Name: Lina Puerta
Current Location: NYC
Country of Origin: USA/Colombia
What inspired you to begin creating art? Seeing Art and being deeply moved by it.
To what degree does your cultural background/heritage influence your work?
For a long time I resisted the idea that my cultural background had any influence in my work, especially as art that is not made by white artists tends to be exoticized. But, with time, I’ve realized my background and upbringing, as with any person, is part of who I am and therefore it is very present in the work, sometimes unintentionally.
What draws you to create with a medium in particular?
The medium is very often what guides me. I work with materials that I like, I’m attracted to or find interesting. It can be anything from a gorgeous textile I picked up at a market, a crochet flower made by my mother to an ordinary object salvaged from trash on the street.
How does the medium help to depict your ideas?
I usually start with a general, vague idea and as I combine materials, the materials themselves show me the way. It is a lot of trying out of different material combinations and then paying close attention to what happens, until I find what works.
Why do you use the colors/forms/shapes/textures/patterns that you do?
Because I love them! I like to work with textures and colors that I love, find interesting and make me happy. I also employ textures and materials associated with body adornment, joy and celebration, such as sequined fabrics, metallics, jewelry, rhinestones, feathers, beads, etc.
Who/ what do you draw inspiration from creatively? Whether it is musical, visual, literary, religious, etc sources?
I draw inspiration mainly from Nature, but also from many different contemporary artists such as, Kiki Smith, Olga de Amaral, Rina Banarjee, Marisol, Doris Salcedo as well as, artist friends such as Elena Herzog, Rachelle Mozman and Esperanza Cortes.
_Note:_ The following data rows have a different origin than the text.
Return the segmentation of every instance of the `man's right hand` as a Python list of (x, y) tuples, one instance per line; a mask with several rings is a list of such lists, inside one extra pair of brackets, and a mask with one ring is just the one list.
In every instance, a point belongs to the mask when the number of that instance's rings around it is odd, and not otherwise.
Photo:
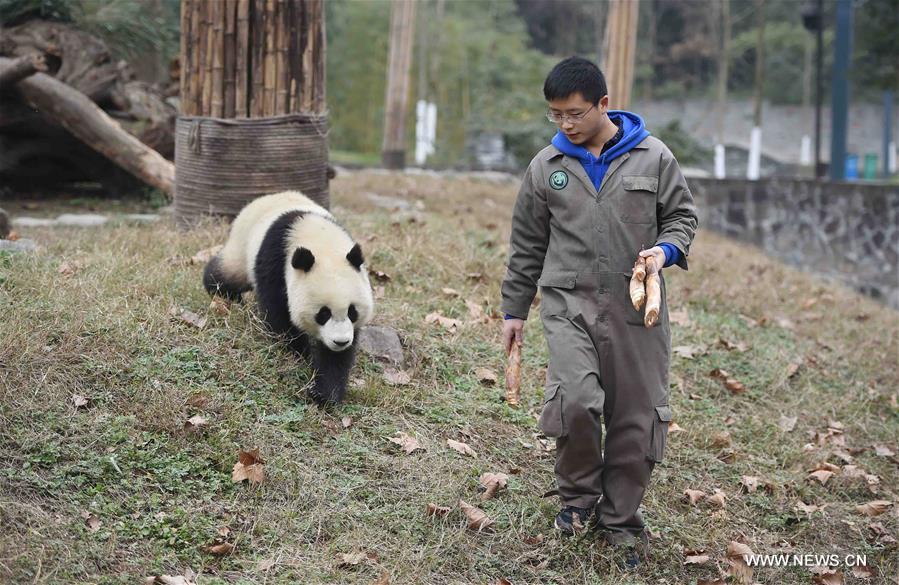
[(503, 321), (503, 348), (506, 355), (512, 351), (512, 340), (521, 344), (524, 341), (524, 320), (522, 319), (506, 319)]

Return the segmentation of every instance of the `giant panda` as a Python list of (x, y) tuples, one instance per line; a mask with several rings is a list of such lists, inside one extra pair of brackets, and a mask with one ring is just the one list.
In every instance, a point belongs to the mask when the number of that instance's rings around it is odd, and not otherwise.
[(206, 265), (203, 285), (233, 300), (254, 290), (268, 327), (311, 361), (309, 396), (320, 405), (343, 400), (374, 302), (362, 249), (326, 209), (298, 191), (253, 200)]

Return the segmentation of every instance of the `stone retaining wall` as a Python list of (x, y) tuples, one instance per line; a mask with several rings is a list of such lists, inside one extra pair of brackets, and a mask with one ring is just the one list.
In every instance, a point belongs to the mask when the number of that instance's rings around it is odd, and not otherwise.
[(899, 185), (688, 179), (700, 229), (755, 244), (899, 309)]

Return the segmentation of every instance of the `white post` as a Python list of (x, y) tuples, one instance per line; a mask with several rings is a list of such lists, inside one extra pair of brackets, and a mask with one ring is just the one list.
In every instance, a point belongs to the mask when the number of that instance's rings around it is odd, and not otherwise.
[(427, 157), (427, 102), (415, 103), (415, 164), (421, 166)]
[(437, 144), (437, 104), (428, 104), (428, 155), (435, 152)]
[(812, 139), (807, 134), (802, 137), (802, 144), (799, 146), (799, 164), (804, 167), (812, 164)]
[(762, 163), (762, 129), (755, 126), (749, 137), (749, 164), (746, 165), (746, 178), (758, 181)]
[(889, 174), (892, 175), (893, 173), (896, 172), (896, 141), (895, 140), (890, 142), (890, 146), (889, 146), (888, 150), (889, 150), (890, 156), (887, 157), (887, 161), (890, 163), (890, 166), (887, 168), (890, 170)]
[(724, 145), (716, 144), (715, 145), (715, 178), (723, 179), (727, 176), (726, 169), (724, 166)]

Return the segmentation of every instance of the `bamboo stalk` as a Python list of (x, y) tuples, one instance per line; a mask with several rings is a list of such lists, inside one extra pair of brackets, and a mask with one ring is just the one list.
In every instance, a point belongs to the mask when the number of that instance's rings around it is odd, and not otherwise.
[(181, 62), (181, 79), (179, 92), (181, 95), (181, 113), (186, 114), (185, 99), (188, 94), (188, 83), (191, 76), (190, 69), (190, 0), (181, 2), (181, 48), (178, 54), (178, 60)]
[(225, 0), (225, 118), (234, 117), (235, 104), (235, 58), (237, 50), (237, 0)]
[(325, 3), (323, 0), (314, 0), (315, 18), (311, 21), (315, 31), (315, 97), (313, 98), (313, 110), (322, 114), (326, 106), (327, 74), (325, 58), (327, 57), (327, 35), (325, 34)]
[(263, 116), (275, 113), (275, 0), (265, 3), (265, 63), (263, 65)]
[(238, 118), (250, 115), (248, 104), (248, 81), (250, 68), (250, 0), (237, 0), (237, 48), (235, 74), (237, 86), (234, 90), (234, 110)]
[(190, 80), (189, 89), (185, 98), (186, 112), (195, 116), (199, 112), (200, 88), (203, 82), (203, 71), (200, 66), (200, 29), (202, 28), (202, 14), (200, 12), (201, 0), (187, 0), (190, 2)]
[(316, 38), (310, 27), (311, 23), (315, 22), (315, 1), (310, 0), (305, 4), (304, 24), (306, 26), (303, 30), (306, 42), (303, 44), (303, 57), (301, 59), (303, 83), (300, 86), (300, 111), (311, 112), (313, 109), (312, 88), (315, 83), (315, 71), (312, 68), (314, 60), (312, 57), (315, 54)]
[(203, 11), (206, 20), (206, 34), (200, 39), (200, 42), (205, 45), (206, 51), (203, 53), (203, 93), (200, 102), (201, 116), (208, 116), (212, 109), (212, 54), (215, 52), (215, 30), (213, 30), (212, 27), (212, 23), (214, 22), (212, 18), (214, 4), (218, 4), (218, 2), (215, 0), (211, 2), (207, 1), (206, 6), (204, 7), (205, 10)]
[(275, 113), (286, 114), (290, 107), (290, 69), (288, 67), (288, 48), (290, 47), (290, 28), (287, 22), (287, 6), (293, 4), (288, 0), (278, 0), (278, 59)]
[(225, 114), (225, 3), (222, 0), (212, 2), (212, 89), (209, 102), (209, 115), (221, 118)]
[(255, 0), (253, 2), (252, 26), (250, 27), (252, 44), (252, 58), (250, 62), (252, 75), (252, 85), (250, 94), (250, 117), (261, 118), (263, 114), (263, 64), (265, 63), (265, 31), (263, 22), (265, 21), (265, 0)]
[(291, 113), (297, 111), (297, 77), (300, 73), (299, 60), (296, 58), (300, 54), (297, 21), (301, 13), (296, 2), (287, 3), (287, 111)]

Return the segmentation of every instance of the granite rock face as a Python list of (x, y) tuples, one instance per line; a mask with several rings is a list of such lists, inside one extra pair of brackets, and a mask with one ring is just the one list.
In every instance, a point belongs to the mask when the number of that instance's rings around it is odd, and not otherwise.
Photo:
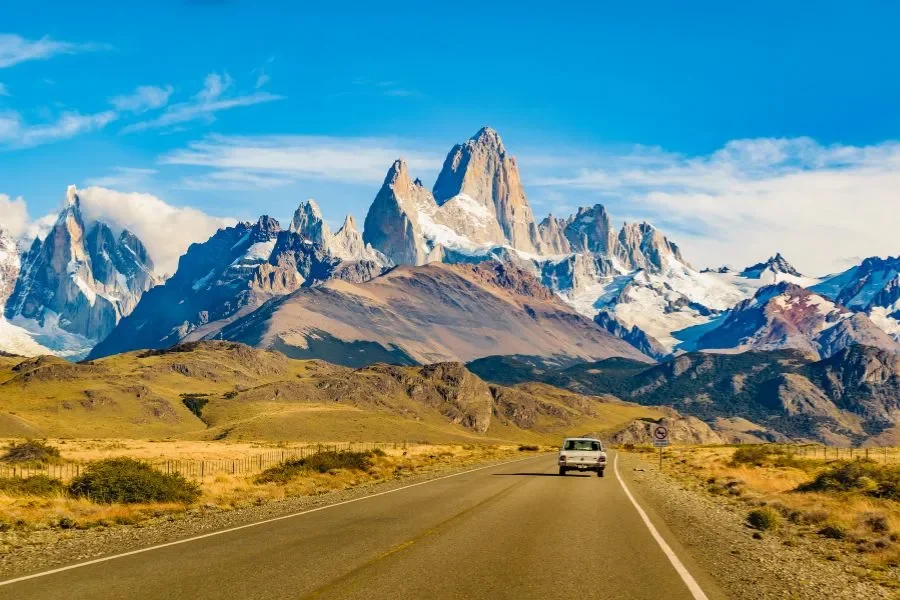
[(21, 266), (16, 241), (3, 227), (0, 227), (0, 308), (12, 294)]
[(116, 236), (102, 221), (86, 227), (78, 191), (70, 186), (47, 237), (25, 254), (4, 312), (7, 319), (101, 340), (159, 283), (153, 268), (147, 249), (127, 229)]
[(490, 127), (454, 146), (444, 161), (434, 184), (435, 200), (443, 205), (460, 195), (474, 200), (497, 221), (510, 246), (534, 254), (542, 251), (516, 159)]

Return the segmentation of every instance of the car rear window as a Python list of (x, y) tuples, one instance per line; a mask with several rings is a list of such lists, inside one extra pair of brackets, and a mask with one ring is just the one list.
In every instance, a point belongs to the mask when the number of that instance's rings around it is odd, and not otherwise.
[(600, 451), (600, 442), (591, 440), (566, 440), (563, 447), (564, 450), (589, 450), (591, 452)]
In the past year, I’ve become increasingly interested in anti-colonialist, indigenous philosophy and their ways of relating to nature and the world around us, through for instance, the writings of Robin Wall Kimmerer.
What do you do to pull yourself out of a creative block?
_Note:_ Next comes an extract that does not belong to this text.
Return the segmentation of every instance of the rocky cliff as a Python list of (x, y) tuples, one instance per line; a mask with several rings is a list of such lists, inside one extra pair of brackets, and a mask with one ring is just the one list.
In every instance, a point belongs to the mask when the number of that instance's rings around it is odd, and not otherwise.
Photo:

I would say I try to avoid creative blocks by keeping a work routine. If I take a long break from working in the studio, which sometimes happens, I find it’s easy to get stuck and creatively blocked. One strategy that works for me is to work on several works at the same time, so you always have something unfinished to get back to, after a long work interruption.
What is the desired effect that you hope for your art to have on its viewers?
I hope for the work to bring joy and wonderment to the viewer, while also bringing awareness to social and environmental issues that we may not like or want to confront.
One thought on “Lina Puerta”
Love your work here! ‘Basket & Watches’ particularly so!